The sand gives way beneath him, not sand at all, but stinking icy mud that squelches into his shoes and soaks through his socks. Harper curses under his breath, not wanting the men to hear. They’re shouting to each other in the darkness: ‘You see him? You got him?’ If the water wasn’t so goddamn cold, he’d risk swimming out to make his escape. But he is already shivering violently from the wind off the lake that nips and worries at him right through his shirt, his coat abandoned behind the speakeasy, covered in that shit-heel’s blood.

He wades his way across the beach, picking a path between the garbage and the rotting lumber, mud sucking at his every step. He hunkers down behind a shack on the water’s edge, assembled out of packing boxes and held together with tar-paper. Lamplight seeps through the cracks and the cardboard patching, making the whole thing glow. He doesn’t know why people build so close to the lake anyways – like they think the worst has already happened and there’s no downhill from here. Not like people shit in the shallows. Not like the water might swell with the rains and wash the whole goddamn stinking Hooverville away. The abode of forgotten men, misfortune saturated deep down into their bones. No one would miss them. Like no one’s going to miss Jimmy f**king Grebe.

He wasn’t expecting Grebe to gush like that. Wouldn’t have come to it if the bastard had fought fair. But he was fat and drunk and desperate. Couldn’t land a punch, so he went for Harper’s balls. Harper had felt the sonofabitch’s thick fingers grabbing at his trousers. Man fights ugly, you fight uglier back. It’s not Harper’s fault the jagged edge of the glass caught an artery. He was aiming for Grebe’s face.

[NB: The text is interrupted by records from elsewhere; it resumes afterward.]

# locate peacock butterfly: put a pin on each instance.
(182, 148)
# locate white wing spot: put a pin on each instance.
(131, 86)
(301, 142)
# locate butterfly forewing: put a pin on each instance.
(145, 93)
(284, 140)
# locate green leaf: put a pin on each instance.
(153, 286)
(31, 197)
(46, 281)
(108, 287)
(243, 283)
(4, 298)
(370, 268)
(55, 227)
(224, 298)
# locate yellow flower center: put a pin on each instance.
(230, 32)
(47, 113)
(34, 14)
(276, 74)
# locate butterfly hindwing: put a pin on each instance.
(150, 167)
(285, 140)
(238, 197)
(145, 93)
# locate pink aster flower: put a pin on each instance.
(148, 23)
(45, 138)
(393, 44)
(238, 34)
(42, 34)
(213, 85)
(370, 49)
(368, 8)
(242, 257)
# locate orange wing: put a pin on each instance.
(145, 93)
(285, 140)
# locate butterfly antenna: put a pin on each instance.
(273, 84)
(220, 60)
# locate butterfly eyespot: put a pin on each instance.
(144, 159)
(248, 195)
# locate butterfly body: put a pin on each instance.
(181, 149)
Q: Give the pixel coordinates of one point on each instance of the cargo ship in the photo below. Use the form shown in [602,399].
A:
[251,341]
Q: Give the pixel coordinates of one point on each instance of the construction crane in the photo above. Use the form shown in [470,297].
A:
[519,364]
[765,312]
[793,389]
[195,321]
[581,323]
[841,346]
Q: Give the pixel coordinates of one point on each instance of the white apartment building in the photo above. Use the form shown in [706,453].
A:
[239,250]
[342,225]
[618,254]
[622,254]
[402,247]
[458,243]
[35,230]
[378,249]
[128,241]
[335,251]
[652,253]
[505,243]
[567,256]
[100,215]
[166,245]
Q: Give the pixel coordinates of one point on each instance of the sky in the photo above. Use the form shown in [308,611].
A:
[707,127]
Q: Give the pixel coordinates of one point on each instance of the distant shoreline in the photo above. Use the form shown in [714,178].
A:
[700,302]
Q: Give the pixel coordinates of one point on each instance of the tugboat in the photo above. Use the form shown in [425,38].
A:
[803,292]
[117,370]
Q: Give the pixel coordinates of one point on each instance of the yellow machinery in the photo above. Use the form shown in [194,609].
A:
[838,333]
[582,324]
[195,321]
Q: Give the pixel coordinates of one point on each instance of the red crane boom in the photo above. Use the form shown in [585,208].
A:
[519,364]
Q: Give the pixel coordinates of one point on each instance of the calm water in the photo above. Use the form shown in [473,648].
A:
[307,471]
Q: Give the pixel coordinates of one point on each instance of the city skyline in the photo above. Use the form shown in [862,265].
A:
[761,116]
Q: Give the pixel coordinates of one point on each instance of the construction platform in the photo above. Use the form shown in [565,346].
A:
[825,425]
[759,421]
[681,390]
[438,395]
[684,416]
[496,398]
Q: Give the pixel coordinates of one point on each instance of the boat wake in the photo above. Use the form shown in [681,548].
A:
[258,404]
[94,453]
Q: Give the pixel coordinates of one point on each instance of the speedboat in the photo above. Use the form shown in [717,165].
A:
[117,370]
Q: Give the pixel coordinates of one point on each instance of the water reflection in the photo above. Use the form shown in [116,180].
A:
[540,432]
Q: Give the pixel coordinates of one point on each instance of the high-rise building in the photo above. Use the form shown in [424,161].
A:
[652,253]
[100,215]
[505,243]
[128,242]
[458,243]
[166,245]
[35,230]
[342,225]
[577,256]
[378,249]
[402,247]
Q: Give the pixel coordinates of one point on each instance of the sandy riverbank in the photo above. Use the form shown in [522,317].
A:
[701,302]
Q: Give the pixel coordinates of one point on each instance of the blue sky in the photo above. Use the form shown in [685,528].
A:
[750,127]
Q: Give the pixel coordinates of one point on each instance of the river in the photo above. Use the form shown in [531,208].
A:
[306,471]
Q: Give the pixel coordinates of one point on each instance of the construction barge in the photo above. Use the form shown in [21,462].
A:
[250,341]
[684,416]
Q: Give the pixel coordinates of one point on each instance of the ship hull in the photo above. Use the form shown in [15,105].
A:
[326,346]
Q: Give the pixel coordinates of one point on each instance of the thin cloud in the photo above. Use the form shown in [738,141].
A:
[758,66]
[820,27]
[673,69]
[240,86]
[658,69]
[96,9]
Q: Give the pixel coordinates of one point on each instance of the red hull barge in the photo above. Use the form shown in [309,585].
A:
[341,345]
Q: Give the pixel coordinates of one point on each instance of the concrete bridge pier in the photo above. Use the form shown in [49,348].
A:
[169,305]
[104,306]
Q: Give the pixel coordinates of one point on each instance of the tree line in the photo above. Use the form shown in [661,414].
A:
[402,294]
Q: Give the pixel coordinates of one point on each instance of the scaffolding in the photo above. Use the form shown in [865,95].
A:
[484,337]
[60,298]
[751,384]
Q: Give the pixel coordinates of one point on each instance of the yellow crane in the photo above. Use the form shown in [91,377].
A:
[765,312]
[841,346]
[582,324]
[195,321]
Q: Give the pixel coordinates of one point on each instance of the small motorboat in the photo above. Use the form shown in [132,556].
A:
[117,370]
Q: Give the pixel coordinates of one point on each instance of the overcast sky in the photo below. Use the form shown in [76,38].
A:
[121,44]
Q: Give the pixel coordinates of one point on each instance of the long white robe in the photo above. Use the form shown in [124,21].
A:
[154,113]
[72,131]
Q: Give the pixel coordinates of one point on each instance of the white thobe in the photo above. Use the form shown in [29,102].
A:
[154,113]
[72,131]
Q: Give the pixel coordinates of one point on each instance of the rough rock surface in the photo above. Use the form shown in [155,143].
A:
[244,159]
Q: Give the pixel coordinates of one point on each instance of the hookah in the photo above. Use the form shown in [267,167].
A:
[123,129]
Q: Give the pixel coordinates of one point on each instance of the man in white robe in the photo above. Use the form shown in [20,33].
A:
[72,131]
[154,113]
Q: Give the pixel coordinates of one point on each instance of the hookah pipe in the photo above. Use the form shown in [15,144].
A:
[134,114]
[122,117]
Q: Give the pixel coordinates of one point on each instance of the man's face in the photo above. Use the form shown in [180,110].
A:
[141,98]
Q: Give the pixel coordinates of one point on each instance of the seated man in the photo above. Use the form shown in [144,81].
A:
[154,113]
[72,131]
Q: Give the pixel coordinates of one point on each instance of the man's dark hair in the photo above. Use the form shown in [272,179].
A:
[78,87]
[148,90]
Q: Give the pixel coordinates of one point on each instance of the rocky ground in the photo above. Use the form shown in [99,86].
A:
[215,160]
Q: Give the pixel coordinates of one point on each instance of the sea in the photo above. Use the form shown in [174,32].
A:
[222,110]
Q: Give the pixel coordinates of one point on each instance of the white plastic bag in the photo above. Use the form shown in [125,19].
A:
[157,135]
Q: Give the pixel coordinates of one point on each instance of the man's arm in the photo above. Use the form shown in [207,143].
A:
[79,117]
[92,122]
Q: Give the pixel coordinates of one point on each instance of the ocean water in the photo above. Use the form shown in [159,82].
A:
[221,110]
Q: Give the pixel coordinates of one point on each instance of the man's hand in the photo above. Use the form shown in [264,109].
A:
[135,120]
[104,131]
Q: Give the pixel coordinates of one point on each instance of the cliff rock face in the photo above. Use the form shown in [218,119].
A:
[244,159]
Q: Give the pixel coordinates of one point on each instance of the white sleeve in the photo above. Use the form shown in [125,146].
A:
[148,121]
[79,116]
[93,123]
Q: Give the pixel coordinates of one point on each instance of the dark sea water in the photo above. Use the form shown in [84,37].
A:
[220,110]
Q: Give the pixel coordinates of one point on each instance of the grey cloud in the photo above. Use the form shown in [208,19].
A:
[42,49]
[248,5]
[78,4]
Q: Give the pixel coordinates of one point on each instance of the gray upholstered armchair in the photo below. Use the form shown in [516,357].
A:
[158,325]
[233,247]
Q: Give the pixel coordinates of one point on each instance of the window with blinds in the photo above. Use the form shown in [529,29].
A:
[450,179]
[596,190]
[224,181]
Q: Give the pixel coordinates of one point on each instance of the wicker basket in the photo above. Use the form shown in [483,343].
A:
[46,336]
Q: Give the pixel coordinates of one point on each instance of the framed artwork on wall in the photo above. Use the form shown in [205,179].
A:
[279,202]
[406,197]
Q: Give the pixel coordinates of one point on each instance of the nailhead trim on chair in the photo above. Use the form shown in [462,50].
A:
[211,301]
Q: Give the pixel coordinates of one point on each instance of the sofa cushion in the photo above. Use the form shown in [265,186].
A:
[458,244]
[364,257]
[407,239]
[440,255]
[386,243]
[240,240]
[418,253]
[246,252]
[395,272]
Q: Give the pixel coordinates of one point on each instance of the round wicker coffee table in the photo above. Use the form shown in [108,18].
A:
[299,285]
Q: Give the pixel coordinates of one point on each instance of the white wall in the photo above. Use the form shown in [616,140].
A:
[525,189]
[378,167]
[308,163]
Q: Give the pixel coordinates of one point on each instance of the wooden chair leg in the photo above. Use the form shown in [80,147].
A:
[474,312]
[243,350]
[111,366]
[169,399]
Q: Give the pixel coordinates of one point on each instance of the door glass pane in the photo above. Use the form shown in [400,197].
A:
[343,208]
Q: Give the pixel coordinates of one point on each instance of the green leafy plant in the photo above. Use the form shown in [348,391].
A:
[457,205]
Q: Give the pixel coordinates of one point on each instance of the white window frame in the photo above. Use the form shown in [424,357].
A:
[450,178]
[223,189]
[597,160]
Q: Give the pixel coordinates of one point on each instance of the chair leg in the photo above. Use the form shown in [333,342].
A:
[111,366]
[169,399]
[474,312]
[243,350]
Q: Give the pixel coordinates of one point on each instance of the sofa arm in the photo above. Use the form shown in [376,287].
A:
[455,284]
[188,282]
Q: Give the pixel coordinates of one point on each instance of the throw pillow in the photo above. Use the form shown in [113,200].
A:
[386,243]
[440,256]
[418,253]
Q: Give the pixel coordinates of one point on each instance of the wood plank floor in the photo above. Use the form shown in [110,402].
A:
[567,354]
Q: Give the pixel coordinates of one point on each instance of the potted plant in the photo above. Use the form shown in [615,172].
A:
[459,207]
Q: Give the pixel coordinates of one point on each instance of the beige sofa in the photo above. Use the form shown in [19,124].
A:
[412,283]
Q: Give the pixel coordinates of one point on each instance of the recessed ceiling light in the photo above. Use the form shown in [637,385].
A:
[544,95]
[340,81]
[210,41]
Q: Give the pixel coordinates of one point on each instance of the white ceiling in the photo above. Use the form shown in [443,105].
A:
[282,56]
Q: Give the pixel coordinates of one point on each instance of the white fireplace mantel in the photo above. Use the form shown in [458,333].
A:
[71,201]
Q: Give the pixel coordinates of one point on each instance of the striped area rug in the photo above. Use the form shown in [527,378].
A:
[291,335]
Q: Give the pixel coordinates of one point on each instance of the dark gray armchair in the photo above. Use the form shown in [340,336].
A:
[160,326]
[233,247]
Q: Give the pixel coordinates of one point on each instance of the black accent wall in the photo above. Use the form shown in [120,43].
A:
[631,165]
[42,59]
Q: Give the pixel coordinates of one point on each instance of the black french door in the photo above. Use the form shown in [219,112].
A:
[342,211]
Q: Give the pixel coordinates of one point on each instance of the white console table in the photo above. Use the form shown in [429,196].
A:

None of it would have happened if that dirty lunger hadn’t coughed up on the cards. Grebe had wiped the bloody gob off with his sleeve, sure, but everyone knew he had consumption, hacking his contagion into his bloody kerchief. Disease and ruin and the cracking nerves of men. It’s the end of America.

Try telling that to ‘Mayor’ Klayton and his bunch of vigilante cock-suckers, all puffed up like they own the place. But there’s no law here. Like there’s no money. No self-respect. He’s seen the signs – and not just the ones that read ‘foreclosed’. Let’s face it, he thinks, America had it coming.

A pale streamer of light sweeps over the beach, lingering on the scars he trailed across the mud. But then the flashlight swings to hunt in another direction, and the door of the shack opens, spilling light out all over the place. A skinny rat of a woman steps out. Her face is drawn and gray in the kerosene glow – like everyone else’s around here – as if the dust storms out there in the country blew away all traces of people’s character along with their crops.

There’s a dark sports coat three sizes too big for her draped over her scrawny shoulders, like a shawl. Heavy wool. It looks warm. He knows that he is going to take it from her even before he realizes that she is blind. Her eyes are vacant. Her breath smells like cabbage and the teeth rotting in her head. She reaches out to touch him. ‘What is it?’ she says. ‘Why are they shouting?’

‘Rabid dog,’ Harper says. ‘They’re chasing it down. You should go back inside, ma’am.’ He could lift the jacket right off her and be gone. But she might scream. She might fight him.